By age 16, it became an obsession. That's when his older brother was killed by a drunken driver.

At Navajo Pine High School in New Mexico, Mullahon did all he could to get the attention of college recruiters. He averaged 33 points a game and led his 240-student school to the state championship.

Now, after a junior college detour, he's made it. The gangly, 6-foot-4 player from tiny Crystal, N.M., is a guard for Texas-El Paso, one of the few Navajo to play Division I basketball.

Before Mullahon, there was Cliff Johns, who played for Arizona in the early '90s, and Lawrence Yazzie, a guard for Air Force who is half Navajo, half Comanche. Tribal spokeswoman Tina James is unaware of any Navajo ever playing in the NBA.

Mullahon knows the dangers facing promising athletes from the reservation -- homesickness and alcohol abuse among them.

"I stayed away from that and stayed focused," the 22-year-old junior says. "My freshman year, I did get kind of homesick. But after a while I got used to it. I don't want to be one of the few that people said, `Oh, he had all the talent and he just went back home because he got homesick."'

He is driven by the memory of his brother, Shawn, who was 20 when he died. Mullahon took a marker and scribbled his brother's initials on his gym shoes, a reminder for the rest of high school.

"That's when I really wanted to work harder and achieve what I always dreamed of -- playing at the Division I level," he says.

Albert Jim coached Mullahon in high school. He understands the importance of Mullahon's accomplishment.

"Being Navajo myself, he is by far the best basketball player off the Navajo reservation," Jim says. "That says quite a lot. It just speaks volumes of one, his talent, and two, the potential of the young people here.

"It's very rare," Jim adds, "that a Navajo child leaves the reservation and does the things that he's doing."

Mullahon is a celebrity on the reservation, where autograph-seeking children swarm him whenever he's there.

"He's a role model for these young kids," says his mother, Lucille Mullahon.

He is missed by his friends and relatives and neighbors. And they all want to know when he's coming home to Crystal, about 135 miles northwest of Albuquerque.

"He's about as close to a Michael Jordan figure as there is on the reservation," says Jim Thrash, Mullahon's coach at the College of Southern Idaho and a former New Mexico resident.

Mullahon spent two years at the junior college in Twin Falls, Idaho.
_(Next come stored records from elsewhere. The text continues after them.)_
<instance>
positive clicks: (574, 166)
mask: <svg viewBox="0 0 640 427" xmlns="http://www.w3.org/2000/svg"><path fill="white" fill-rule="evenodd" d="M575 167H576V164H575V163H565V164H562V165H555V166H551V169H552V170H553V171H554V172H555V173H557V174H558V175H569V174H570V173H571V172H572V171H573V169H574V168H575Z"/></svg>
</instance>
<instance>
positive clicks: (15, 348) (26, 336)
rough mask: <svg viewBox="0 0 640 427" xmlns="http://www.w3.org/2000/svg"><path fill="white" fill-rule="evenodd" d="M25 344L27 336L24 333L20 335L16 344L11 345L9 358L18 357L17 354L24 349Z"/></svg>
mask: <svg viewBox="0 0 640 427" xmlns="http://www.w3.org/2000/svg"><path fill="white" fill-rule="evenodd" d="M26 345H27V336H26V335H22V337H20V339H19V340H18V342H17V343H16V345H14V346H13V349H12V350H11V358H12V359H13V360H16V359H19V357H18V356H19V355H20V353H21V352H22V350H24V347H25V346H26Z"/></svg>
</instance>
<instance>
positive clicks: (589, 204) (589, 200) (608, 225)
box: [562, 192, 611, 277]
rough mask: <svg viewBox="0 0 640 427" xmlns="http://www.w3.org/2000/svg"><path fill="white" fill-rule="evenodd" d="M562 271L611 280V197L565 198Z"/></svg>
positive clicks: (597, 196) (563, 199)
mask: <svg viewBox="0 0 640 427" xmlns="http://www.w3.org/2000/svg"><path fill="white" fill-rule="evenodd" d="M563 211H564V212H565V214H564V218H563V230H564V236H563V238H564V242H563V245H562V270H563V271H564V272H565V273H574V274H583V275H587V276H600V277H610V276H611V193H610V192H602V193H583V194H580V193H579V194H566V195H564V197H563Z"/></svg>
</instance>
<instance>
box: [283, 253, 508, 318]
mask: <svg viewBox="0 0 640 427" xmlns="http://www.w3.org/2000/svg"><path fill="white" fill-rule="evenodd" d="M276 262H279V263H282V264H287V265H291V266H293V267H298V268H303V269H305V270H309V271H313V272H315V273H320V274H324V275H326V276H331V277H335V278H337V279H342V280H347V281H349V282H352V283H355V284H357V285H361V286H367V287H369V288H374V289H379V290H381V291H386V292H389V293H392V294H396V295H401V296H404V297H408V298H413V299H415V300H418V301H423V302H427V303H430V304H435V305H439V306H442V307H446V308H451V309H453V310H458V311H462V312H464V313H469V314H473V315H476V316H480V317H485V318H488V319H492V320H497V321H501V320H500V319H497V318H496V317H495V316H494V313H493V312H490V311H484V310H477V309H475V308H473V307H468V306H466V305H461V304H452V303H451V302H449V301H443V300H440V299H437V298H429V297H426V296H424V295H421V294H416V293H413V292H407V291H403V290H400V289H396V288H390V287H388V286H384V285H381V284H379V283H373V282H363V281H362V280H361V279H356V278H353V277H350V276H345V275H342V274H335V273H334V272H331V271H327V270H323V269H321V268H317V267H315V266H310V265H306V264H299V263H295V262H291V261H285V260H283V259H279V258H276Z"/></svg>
A 6-foot-4 guard with a strong 3-point shot, Mullahon worked on his defense and expanded his game.

"He went from being basically a one-dimensional player -- a scorer and a shooter -- to being a more complete player and to being able to fit into a team concept," says Thrash, now an assistant coach at Purdue.

Mullahon was approached by Wichita State, Colorado State and Alaska. He picked UTEP because he wanted to be closer to home and play in the Western Athletic Conference.

UTEP coach Don Haskins chose Mullahon for one reason.

"We needed people who could shoot, especially the 3-pointer," Haskins says.

He's also gotten a player with a solid work ethic.

"He plays both ends of the court," Haskins says. "He guards you, works very hard."

Mullahon starts most games, even though his scoring average has slipped to 8.7 points a game.

He's studying business management, and dreams of playing in the NBA or the CBA. That may be out of reach, but to those back home it does not matter.

"Recently, I had a chance to see him play on TV through the Albuquerque channels," says Jim, the high school coach, "and I watched it with a heavy heart and tears in my eyes. It was tremendous."